COVID-19 Impact: Birth rate in Egypt may decline, says deputy Minister



Sun, 05 Jul 2020 - 04:29 GMT


Sun, 05 Jul 2020 - 04:29 GMT

A Sleeping baby- CC via Pikist

A Sleeping baby- CC via Pikist

CAIRO - 5 July 2020: Birth rate in Egypt is expected to decline due to the novel coronavirus (COVID-19) pandemic, said Egyptian Deputy Minister for Population Affairs Tareq Tawfiq in a statement on Sunday.

“The coronavirus affects family behavior [...] It may lead to a sharp drop in the birth rate in the nine months following the pandemic due to fears of losing jobs, health concerns, and closing health facilities,” he said.

Tawfiq clarified that many husbands believe that the current time is not appropriate for having children as a result of fear of the future, psychological pressure, fear of infection, and the economic crisis.

However, the deputy minister expected that the fertility rate could rebound over the five years following the pandemic like what happened in Sweden and Norway after the end of the Spanish flu in 1918.

To avoid any possible boom in the birth rate, Tawfiq said that the governmental efforts in family planning should be intensified to promote public awareness.

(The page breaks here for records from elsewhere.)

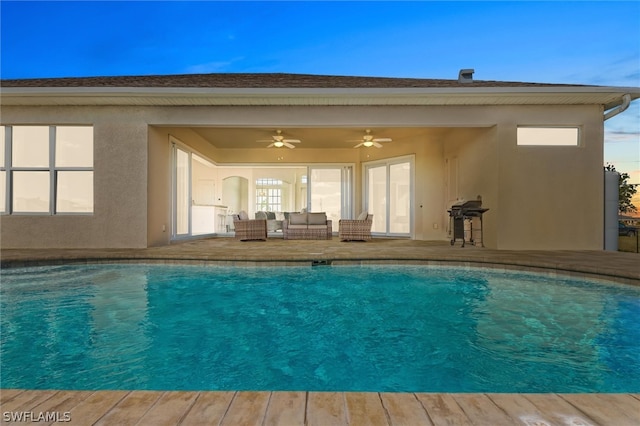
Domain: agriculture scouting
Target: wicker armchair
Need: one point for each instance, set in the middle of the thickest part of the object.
(355, 229)
(249, 229)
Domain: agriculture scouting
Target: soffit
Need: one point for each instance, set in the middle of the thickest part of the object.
(121, 96)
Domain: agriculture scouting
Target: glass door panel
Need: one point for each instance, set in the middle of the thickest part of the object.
(182, 189)
(389, 191)
(377, 197)
(400, 197)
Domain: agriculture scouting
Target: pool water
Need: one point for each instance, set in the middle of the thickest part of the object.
(328, 328)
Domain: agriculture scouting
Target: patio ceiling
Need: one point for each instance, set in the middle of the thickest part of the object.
(312, 137)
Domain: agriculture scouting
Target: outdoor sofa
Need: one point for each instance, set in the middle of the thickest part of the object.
(307, 226)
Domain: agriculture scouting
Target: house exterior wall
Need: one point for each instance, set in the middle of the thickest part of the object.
(539, 197)
(551, 197)
(120, 183)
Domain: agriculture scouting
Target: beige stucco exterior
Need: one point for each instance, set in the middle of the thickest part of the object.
(539, 197)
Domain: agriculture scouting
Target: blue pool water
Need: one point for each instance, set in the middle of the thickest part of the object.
(378, 328)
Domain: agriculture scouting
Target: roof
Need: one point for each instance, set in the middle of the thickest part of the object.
(272, 80)
(298, 89)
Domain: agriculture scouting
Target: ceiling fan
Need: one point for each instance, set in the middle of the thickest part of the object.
(368, 140)
(279, 141)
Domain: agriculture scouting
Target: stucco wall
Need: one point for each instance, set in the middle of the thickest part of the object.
(540, 197)
(120, 184)
(551, 197)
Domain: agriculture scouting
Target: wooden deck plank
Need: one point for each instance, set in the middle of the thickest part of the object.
(247, 408)
(130, 409)
(602, 411)
(62, 402)
(28, 399)
(624, 402)
(519, 407)
(558, 410)
(404, 409)
(326, 408)
(169, 409)
(209, 408)
(481, 410)
(286, 408)
(7, 395)
(443, 409)
(365, 409)
(94, 406)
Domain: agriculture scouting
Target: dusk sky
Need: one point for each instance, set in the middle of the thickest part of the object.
(594, 43)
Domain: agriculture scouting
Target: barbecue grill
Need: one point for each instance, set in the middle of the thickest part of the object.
(465, 210)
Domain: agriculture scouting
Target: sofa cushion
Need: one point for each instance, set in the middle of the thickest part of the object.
(298, 226)
(298, 219)
(317, 218)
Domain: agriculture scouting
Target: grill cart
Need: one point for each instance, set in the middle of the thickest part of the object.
(465, 210)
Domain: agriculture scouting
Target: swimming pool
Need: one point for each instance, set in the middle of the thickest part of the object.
(374, 328)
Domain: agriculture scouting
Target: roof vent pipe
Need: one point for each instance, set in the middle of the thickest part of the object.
(626, 100)
(466, 75)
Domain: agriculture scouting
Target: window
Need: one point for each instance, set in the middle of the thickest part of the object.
(548, 136)
(269, 195)
(46, 169)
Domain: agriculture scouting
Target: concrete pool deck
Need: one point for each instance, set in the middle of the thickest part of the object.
(616, 266)
(324, 408)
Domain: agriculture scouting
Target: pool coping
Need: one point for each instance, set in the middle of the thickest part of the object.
(320, 408)
(542, 267)
(480, 408)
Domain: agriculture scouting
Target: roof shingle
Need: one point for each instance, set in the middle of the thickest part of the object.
(266, 80)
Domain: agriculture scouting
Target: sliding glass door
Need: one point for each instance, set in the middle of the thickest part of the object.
(194, 211)
(181, 193)
(388, 191)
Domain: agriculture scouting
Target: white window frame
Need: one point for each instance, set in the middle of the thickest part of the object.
(52, 169)
(548, 129)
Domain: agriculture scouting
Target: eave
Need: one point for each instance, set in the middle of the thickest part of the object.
(608, 97)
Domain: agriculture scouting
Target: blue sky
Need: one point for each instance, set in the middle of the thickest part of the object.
(577, 42)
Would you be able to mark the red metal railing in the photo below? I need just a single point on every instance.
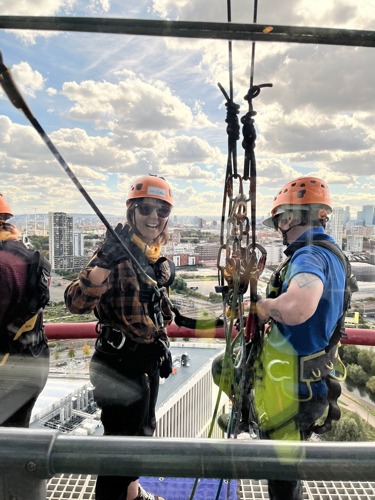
(66, 331)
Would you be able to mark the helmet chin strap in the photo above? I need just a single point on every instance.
(285, 232)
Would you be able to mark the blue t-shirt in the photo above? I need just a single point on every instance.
(314, 334)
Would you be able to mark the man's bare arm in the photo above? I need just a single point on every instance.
(297, 304)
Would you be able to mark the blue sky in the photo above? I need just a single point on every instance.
(120, 106)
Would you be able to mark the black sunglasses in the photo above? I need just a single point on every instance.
(162, 211)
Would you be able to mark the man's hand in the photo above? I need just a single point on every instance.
(112, 251)
(262, 310)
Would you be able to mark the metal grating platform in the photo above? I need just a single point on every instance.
(81, 487)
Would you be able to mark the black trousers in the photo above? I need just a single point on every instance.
(126, 386)
(22, 379)
(309, 412)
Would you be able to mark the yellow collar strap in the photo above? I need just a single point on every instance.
(152, 252)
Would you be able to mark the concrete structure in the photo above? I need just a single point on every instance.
(60, 228)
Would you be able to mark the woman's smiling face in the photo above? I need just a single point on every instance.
(151, 216)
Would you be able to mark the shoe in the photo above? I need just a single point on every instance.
(144, 495)
(223, 421)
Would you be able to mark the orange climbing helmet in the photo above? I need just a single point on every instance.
(150, 186)
(302, 193)
(5, 210)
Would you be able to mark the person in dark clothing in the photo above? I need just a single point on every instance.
(24, 353)
(132, 349)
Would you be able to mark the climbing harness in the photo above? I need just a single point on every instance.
(277, 405)
(26, 330)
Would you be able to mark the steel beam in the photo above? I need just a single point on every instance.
(194, 29)
(180, 457)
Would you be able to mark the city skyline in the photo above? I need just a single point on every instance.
(119, 106)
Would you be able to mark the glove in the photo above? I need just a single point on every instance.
(166, 362)
(112, 251)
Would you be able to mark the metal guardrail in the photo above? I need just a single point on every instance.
(29, 457)
(61, 331)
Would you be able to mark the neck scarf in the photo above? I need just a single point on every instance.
(8, 232)
(152, 251)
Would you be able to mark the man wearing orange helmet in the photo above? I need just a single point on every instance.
(24, 353)
(132, 348)
(303, 311)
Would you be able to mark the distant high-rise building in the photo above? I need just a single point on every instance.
(60, 227)
(336, 225)
(366, 216)
(78, 244)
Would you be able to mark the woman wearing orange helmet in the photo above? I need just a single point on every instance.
(303, 312)
(132, 348)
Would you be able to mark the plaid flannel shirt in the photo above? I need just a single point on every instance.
(117, 301)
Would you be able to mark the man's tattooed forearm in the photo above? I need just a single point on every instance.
(305, 279)
(276, 315)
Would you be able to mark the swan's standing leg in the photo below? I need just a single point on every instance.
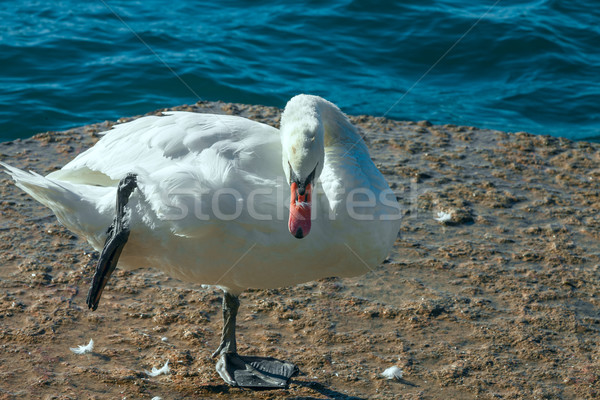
(247, 371)
(118, 233)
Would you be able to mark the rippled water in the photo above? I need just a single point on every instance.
(515, 65)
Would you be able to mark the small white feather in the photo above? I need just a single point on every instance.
(392, 373)
(164, 370)
(84, 349)
(443, 217)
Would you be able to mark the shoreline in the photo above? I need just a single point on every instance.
(499, 301)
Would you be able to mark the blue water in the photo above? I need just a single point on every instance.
(515, 66)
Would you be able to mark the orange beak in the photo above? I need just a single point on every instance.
(300, 209)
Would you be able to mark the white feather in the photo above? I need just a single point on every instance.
(392, 373)
(156, 371)
(84, 349)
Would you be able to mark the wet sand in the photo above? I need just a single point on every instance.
(498, 302)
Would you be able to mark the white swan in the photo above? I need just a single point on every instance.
(204, 198)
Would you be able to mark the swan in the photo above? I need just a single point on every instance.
(222, 200)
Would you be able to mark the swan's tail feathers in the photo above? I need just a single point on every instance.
(76, 206)
(49, 192)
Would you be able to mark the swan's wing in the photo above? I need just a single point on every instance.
(212, 143)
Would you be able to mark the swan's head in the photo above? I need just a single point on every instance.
(303, 155)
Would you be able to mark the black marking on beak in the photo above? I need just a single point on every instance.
(302, 185)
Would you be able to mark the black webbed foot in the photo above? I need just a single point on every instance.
(118, 233)
(255, 372)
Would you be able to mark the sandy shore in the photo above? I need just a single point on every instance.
(499, 302)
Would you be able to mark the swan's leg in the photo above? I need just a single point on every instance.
(246, 371)
(118, 233)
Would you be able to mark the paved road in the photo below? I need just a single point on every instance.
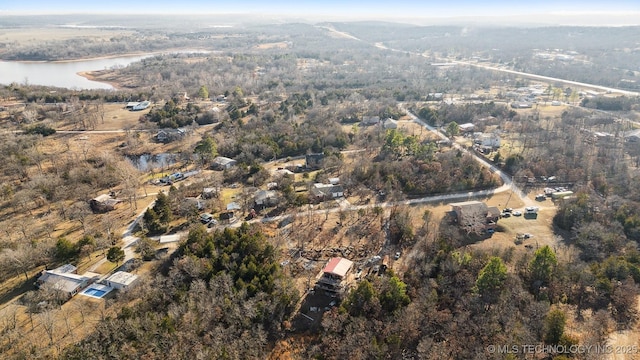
(128, 240)
(548, 78)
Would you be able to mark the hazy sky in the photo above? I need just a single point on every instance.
(333, 8)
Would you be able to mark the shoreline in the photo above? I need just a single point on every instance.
(89, 76)
(103, 57)
(83, 59)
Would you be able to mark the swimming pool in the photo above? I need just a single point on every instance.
(96, 291)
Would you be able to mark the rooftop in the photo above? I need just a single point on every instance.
(122, 277)
(338, 267)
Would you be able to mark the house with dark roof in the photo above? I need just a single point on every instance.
(314, 161)
(103, 203)
(63, 279)
(266, 198)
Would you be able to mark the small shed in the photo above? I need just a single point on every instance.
(266, 198)
(314, 161)
(223, 163)
(103, 203)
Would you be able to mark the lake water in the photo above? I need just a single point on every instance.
(61, 74)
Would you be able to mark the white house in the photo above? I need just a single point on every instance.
(121, 280)
(63, 279)
(390, 124)
(370, 120)
(223, 163)
(466, 127)
(141, 106)
(487, 140)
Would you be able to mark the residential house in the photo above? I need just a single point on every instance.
(390, 124)
(210, 192)
(466, 128)
(370, 120)
(63, 279)
(266, 198)
(169, 135)
(323, 192)
(314, 161)
(476, 214)
(632, 136)
(223, 163)
(192, 203)
(334, 275)
(521, 105)
(489, 140)
(103, 203)
(141, 106)
(228, 217)
(121, 280)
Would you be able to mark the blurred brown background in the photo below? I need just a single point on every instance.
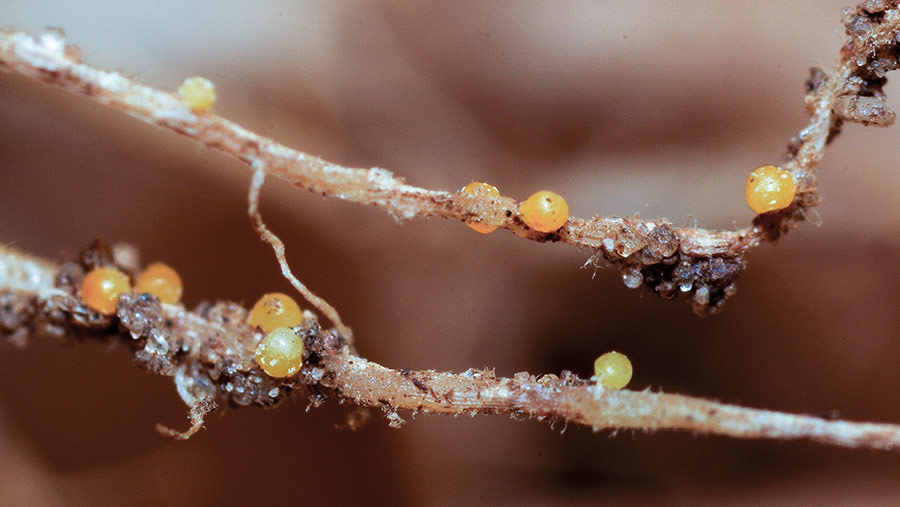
(651, 108)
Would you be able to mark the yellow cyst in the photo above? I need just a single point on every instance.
(544, 211)
(101, 288)
(613, 370)
(770, 188)
(479, 188)
(275, 310)
(197, 93)
(280, 354)
(162, 281)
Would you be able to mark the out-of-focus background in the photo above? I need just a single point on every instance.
(652, 108)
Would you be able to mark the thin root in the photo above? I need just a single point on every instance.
(196, 415)
(259, 177)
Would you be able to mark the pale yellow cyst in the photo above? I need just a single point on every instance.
(612, 370)
(275, 310)
(197, 93)
(280, 353)
(162, 281)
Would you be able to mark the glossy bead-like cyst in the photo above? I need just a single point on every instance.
(101, 288)
(162, 281)
(612, 370)
(197, 93)
(770, 188)
(544, 211)
(280, 353)
(275, 310)
(479, 188)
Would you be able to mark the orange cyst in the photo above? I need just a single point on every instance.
(101, 288)
(544, 211)
(770, 188)
(162, 281)
(275, 310)
(479, 188)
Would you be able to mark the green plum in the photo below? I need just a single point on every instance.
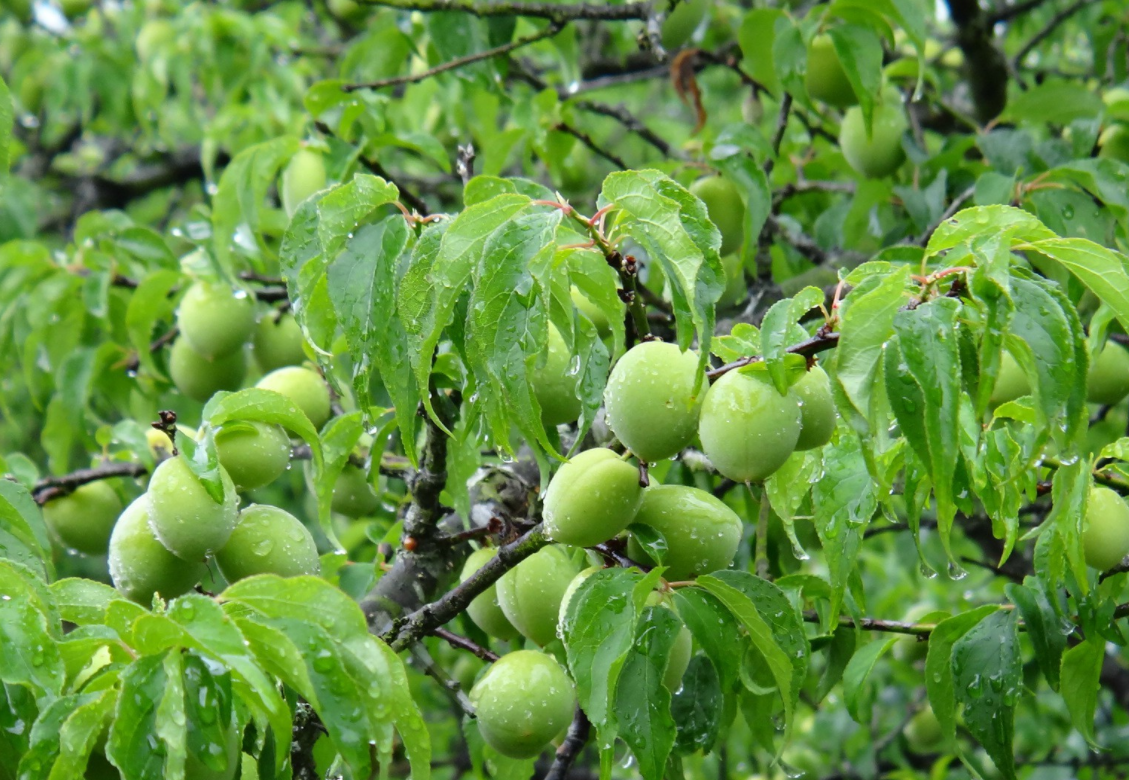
(84, 519)
(531, 593)
(353, 494)
(651, 401)
(553, 385)
(484, 610)
(268, 541)
(278, 343)
(305, 387)
(592, 498)
(726, 209)
(1105, 532)
(199, 377)
(682, 22)
(679, 659)
(816, 409)
(922, 732)
(215, 320)
(184, 517)
(140, 566)
(747, 429)
(1109, 376)
(254, 454)
(825, 78)
(1011, 382)
(522, 702)
(880, 154)
(303, 176)
(701, 532)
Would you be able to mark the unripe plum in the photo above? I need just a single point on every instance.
(184, 517)
(200, 378)
(278, 343)
(701, 532)
(522, 702)
(305, 387)
(484, 610)
(825, 78)
(592, 498)
(531, 593)
(215, 320)
(1105, 532)
(303, 176)
(84, 519)
(592, 312)
(254, 454)
(1109, 376)
(725, 208)
(881, 154)
(747, 429)
(352, 494)
(682, 22)
(553, 387)
(268, 541)
(650, 400)
(140, 566)
(679, 659)
(816, 409)
(922, 732)
(1011, 382)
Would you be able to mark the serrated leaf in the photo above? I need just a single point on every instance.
(988, 678)
(642, 703)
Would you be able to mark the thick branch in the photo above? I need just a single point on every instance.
(540, 10)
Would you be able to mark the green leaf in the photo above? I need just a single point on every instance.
(642, 703)
(762, 637)
(1082, 671)
(856, 675)
(241, 193)
(938, 666)
(988, 678)
(673, 227)
(697, 708)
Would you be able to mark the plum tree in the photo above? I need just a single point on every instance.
(303, 176)
(140, 567)
(825, 78)
(522, 702)
(199, 377)
(553, 385)
(1011, 382)
(878, 154)
(215, 320)
(592, 498)
(679, 659)
(278, 343)
(747, 429)
(484, 610)
(84, 519)
(1109, 376)
(1105, 529)
(726, 209)
(816, 409)
(305, 387)
(701, 532)
(254, 454)
(531, 593)
(184, 517)
(268, 541)
(922, 732)
(651, 401)
(682, 22)
(353, 494)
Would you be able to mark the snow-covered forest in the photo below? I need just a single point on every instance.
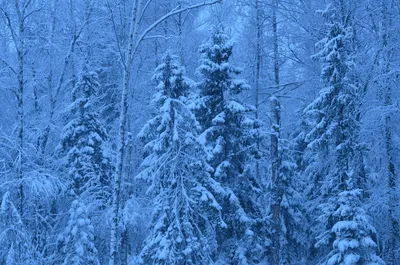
(183, 132)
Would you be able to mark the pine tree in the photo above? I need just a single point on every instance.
(345, 228)
(84, 141)
(186, 210)
(230, 143)
(76, 242)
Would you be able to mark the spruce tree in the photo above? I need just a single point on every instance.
(76, 242)
(344, 234)
(186, 210)
(84, 142)
(15, 245)
(230, 145)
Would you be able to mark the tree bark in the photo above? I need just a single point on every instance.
(275, 135)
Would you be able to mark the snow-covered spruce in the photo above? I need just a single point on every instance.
(15, 245)
(226, 133)
(76, 242)
(186, 210)
(84, 143)
(344, 233)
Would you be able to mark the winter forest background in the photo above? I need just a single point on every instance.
(199, 132)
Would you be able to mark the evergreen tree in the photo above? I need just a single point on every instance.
(76, 243)
(186, 210)
(344, 226)
(230, 143)
(84, 141)
(293, 236)
(14, 239)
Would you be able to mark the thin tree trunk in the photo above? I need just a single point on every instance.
(258, 73)
(20, 102)
(390, 166)
(275, 135)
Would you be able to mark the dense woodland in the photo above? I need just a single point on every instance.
(183, 132)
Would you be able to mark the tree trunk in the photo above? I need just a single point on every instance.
(275, 161)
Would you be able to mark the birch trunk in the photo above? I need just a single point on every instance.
(275, 135)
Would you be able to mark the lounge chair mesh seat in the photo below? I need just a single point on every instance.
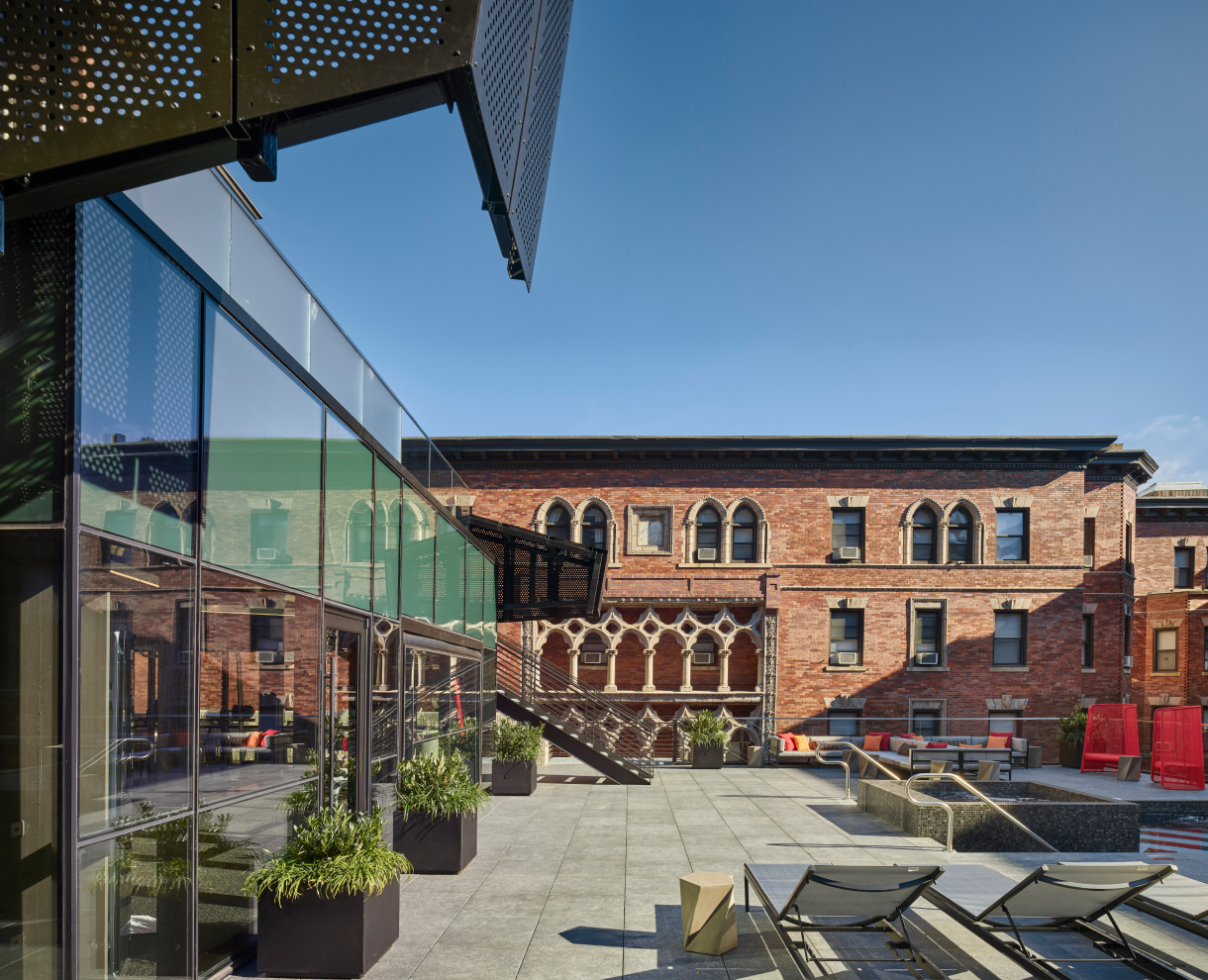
(824, 898)
(1055, 898)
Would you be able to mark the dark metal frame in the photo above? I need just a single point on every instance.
(802, 952)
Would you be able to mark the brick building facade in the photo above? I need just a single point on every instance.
(906, 578)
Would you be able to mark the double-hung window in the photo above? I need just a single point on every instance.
(1011, 536)
(1010, 635)
(847, 637)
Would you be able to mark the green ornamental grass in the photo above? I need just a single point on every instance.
(335, 852)
(516, 742)
(439, 786)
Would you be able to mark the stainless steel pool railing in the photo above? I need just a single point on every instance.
(965, 784)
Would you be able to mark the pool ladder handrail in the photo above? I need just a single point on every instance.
(977, 793)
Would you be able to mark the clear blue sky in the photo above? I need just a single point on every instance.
(797, 219)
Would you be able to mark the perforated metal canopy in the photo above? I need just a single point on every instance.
(538, 576)
(99, 96)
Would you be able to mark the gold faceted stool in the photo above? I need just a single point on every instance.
(707, 903)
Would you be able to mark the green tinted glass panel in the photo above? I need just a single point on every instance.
(35, 279)
(488, 587)
(348, 518)
(473, 591)
(387, 526)
(141, 322)
(450, 576)
(263, 444)
(418, 554)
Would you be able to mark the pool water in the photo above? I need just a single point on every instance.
(1164, 837)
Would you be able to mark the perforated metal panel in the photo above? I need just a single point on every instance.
(81, 80)
(294, 53)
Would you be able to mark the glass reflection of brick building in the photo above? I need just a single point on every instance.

On June 26,  2020,  the Ministry of Health advised women to postpone pregnancy amid the outbreak of the COVID-19 pandemic. The ministry stated that the virus could cause blood clotting and consequently could affect the placenta, which feeds the baby. "The virus could cause other symptoms to the pregnant woman," the statement added.

The Family Planning Sector at the ministry said that women’s immunity becomes lower during pregnancy, making them more vulnerable to the infection. The sector added that babies could be affected by the virus.

Despite the outbreak of the virus, the population of Egypt increased 0.5 million people in 125 days, as of the latest data from the Central Agency for Public Mobilization and Statistics (CAPMAS) on June 15, 2020.

Since 2017, the Egyptian government has sought to bring down the rate of fertility amid the limited sources of the country and the increasing levels of poverty among society. In 2018, the government launched a two-child policy.